Tuesday, March 22, 2011

II Peter 3:17 Four Imperatives of a Forward Looking Faith Part III

The Bible is a simple yet complicated book. It’s simple enough that there is truth that a child can understand yet complicated to the point that men and women have devoted their whole to the study of it and still feel they have barely scratched the surface of what’s there. Because of its simplicity and its profundity, the Bible touches all believers that study it. In fact, I would dare say that no one can truly study scripture, come face to face with the truth it reveals, and walk away unchanged. The truth of God’s word should change how we think and how we live. As Peter has noted in these concluding verses of his second epistle, because of the truth of God’s word our faith is a forward looking faith—we look to the future where sin will be done away with and Christ will reign to the glory of God the Father. To that end, Peter gives us here two last imperatives of a forward looking faith.

The first of these imperatives comes as a warning in verse 17—“be on your guard”. Notice further in the verse that Peter’s audience, and by implication us as well, have motivation to be on guard (present tense in the Greek—better translated “be on your guard continually”). They have been forewarned about the false teachers and heresy that is coming and therefore they “[know] this beforehand.” Now, I grew up in South Alabama and we had hurricanes occasionally. One in particular was pretty devastating but one thing that I learned was you are given fair warning. Like 2 days out they are able to predict with a fair degree of accuracy where that sucker is going to hit so if you’re in a mobile home or a low lying area you should have time to get someplace safe. Generally speaking, you have ample time to prepare. Now, Peter has written this book warning them that “there will also be false teachers among you” (2:1) and he has even told them the sorts of lies they would teach (3:3). Therefore, as a result of knowing what was coming, Peter gives them a command to “be on [their] guard”—they are to act as spiritual night watchmen, looking out for danger because, rest assured, danger is coming.

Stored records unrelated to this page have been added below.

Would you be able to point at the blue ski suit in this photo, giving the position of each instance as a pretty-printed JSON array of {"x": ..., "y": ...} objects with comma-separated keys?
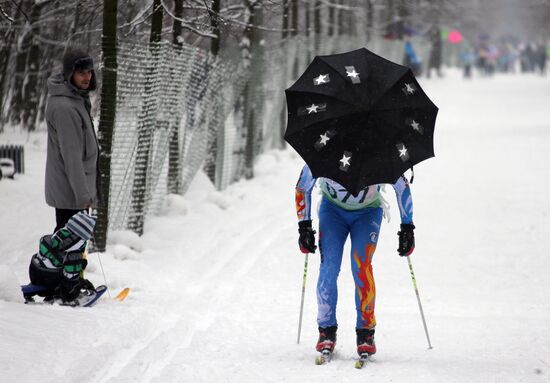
[{"x": 342, "y": 214}]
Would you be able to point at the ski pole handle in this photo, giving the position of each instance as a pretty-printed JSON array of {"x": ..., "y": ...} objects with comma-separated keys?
[
  {"x": 419, "y": 303},
  {"x": 303, "y": 295}
]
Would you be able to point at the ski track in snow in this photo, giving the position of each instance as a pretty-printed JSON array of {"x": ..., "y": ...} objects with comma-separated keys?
[{"x": 216, "y": 286}]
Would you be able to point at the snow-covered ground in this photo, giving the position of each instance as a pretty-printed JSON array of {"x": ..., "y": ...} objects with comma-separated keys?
[{"x": 216, "y": 279}]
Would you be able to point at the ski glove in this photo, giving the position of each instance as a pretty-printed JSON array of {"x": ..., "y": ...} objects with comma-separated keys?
[
  {"x": 406, "y": 239},
  {"x": 307, "y": 237},
  {"x": 69, "y": 289}
]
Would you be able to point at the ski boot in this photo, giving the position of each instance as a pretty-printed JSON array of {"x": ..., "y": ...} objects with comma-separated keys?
[
  {"x": 325, "y": 344},
  {"x": 365, "y": 341},
  {"x": 365, "y": 346}
]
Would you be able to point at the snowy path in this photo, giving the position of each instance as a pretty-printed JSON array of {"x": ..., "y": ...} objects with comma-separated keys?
[{"x": 216, "y": 280}]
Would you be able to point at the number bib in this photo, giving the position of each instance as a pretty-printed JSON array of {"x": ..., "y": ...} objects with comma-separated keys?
[{"x": 368, "y": 197}]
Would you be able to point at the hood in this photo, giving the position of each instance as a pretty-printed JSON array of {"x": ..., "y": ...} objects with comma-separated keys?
[
  {"x": 58, "y": 86},
  {"x": 70, "y": 62}
]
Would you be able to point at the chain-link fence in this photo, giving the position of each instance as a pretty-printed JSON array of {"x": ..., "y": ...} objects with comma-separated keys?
[{"x": 179, "y": 109}]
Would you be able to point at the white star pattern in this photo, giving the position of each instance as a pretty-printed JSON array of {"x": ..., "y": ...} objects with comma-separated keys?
[
  {"x": 322, "y": 79},
  {"x": 352, "y": 74},
  {"x": 324, "y": 139},
  {"x": 409, "y": 89},
  {"x": 345, "y": 160},
  {"x": 415, "y": 125},
  {"x": 312, "y": 109}
]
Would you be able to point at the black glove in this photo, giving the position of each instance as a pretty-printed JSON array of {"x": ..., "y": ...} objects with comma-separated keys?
[
  {"x": 406, "y": 239},
  {"x": 307, "y": 237},
  {"x": 70, "y": 289}
]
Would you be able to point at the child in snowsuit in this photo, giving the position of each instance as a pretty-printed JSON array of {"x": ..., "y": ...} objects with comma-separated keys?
[
  {"x": 59, "y": 261},
  {"x": 342, "y": 214}
]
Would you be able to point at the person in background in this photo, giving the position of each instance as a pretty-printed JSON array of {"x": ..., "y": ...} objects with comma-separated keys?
[
  {"x": 410, "y": 58},
  {"x": 72, "y": 173}
]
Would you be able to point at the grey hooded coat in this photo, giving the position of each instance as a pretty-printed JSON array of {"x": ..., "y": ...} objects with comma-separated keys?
[{"x": 71, "y": 164}]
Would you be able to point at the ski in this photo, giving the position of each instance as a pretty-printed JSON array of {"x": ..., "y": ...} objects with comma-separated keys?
[
  {"x": 324, "y": 358},
  {"x": 362, "y": 361},
  {"x": 122, "y": 294}
]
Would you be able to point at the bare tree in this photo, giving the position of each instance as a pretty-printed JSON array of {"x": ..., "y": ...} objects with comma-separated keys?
[
  {"x": 107, "y": 117},
  {"x": 140, "y": 190}
]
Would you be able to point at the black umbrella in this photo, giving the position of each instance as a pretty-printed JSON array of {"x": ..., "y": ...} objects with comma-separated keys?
[{"x": 359, "y": 119}]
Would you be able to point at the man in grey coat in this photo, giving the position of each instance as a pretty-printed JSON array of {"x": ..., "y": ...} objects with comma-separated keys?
[{"x": 72, "y": 174}]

They need to be on guard because these false teachers could seduce them with false teaching. His readers, if they are not watchful, could be “carried away by the error of unprincipled men”. These unprincipled (lawless) men would come and teach doctrine that was contrary to the truth that had been taught by Peter and the other apostles. Their “error” would be presented by these false teachers as if it were true and if accepted by the church would put the souls of men and women in danger—the gospel saves, false doctrine does not. Because of that, it was paramount that these believers, and those of us reading Peter’s letter today as well, stay on their toes and be on the lookout for false doctrine so that it didn’t pollute the life saving message of the gospel.

Now, if these people to whom Peter wrote were to be deceived and follow these false teachers (which I’m sure happened then and certainly happens now) it would mean them “fall[ing] from [their] own steadfastness”. That steadfastness, of course, was the bedrock truth of God’s word. False doctrine provides no support, no foundation for anything. In contrast, the truth of scripture is a solid rock on which to build (Matthew 7:24-26) and no one who builds on it will be ashamed. The way to prevent falling for a slick snake oil salesman peddling false doctrine, then, is to study the scriptures and by studying them come to know more fully the God of the Bible.

Friends, false doctrine was not just a problem in the early church. As we have seen in recent days, it’s a problem here and now. Just like Peter, I exhort you to cling to the truth of God’s word. There is no better way to defend yourself against the lies of Satan than studying the truth of God’s word.